Wie Disponent Daniel Bollack beim Blick auf die Bildschirme erläutert, sind gerade mehrere Rettungswagen gleichzeitig in der Stadt im Einsatz. Dank ihrem GPS-Signal ist ihre genaue Position ständig sichtbar – auch wenn sie sich gerade in der Notaufnahme einer der drei Mannheimer Kliniken befinden, um Patienten oder Verletzte einzuliefern.
Drei Rettungswagen warten noch einsatzbereit in ihren Stützpunkten. Bei einem neu eingehenden Notruf wird immer der nächstgelegene Rettungswagen alarmiert. "Wenn ein Notruf eingeht, ist die wichtigste Frage nach der Adresse. Was ist passiert? Ist der Patient ansprechbar? Das entscheidet darüber, welches Rettungsmittel geschickt wird”, erklärt Bollack.

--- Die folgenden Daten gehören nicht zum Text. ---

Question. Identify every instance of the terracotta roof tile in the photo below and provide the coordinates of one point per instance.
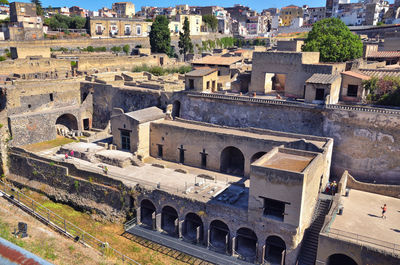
(217, 60)
(384, 54)
(357, 75)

Vor seiner Weiterbildung zum Einsatzsachbearbeiter ist der 37-Jährige jahrelang selbst als Rettungssanitäter im Rettungswagen mitgefahren. Ein Mann aus der Praxis. Die verfügbaren Daten mit der Notfall-Adresse schickt er den Rettungswagen direkt aufs "Navi”. Nach dem Eintreffen am Notfallort – in Mannheim gelang dies zuletzt in rund 75 Prozent der Fälle innerhalb von zehn Minuten – entscheiden Notarzt und Rettungssanitäter über weitere Maßnahmen und melden den Patienten selbst in einer Klinik an.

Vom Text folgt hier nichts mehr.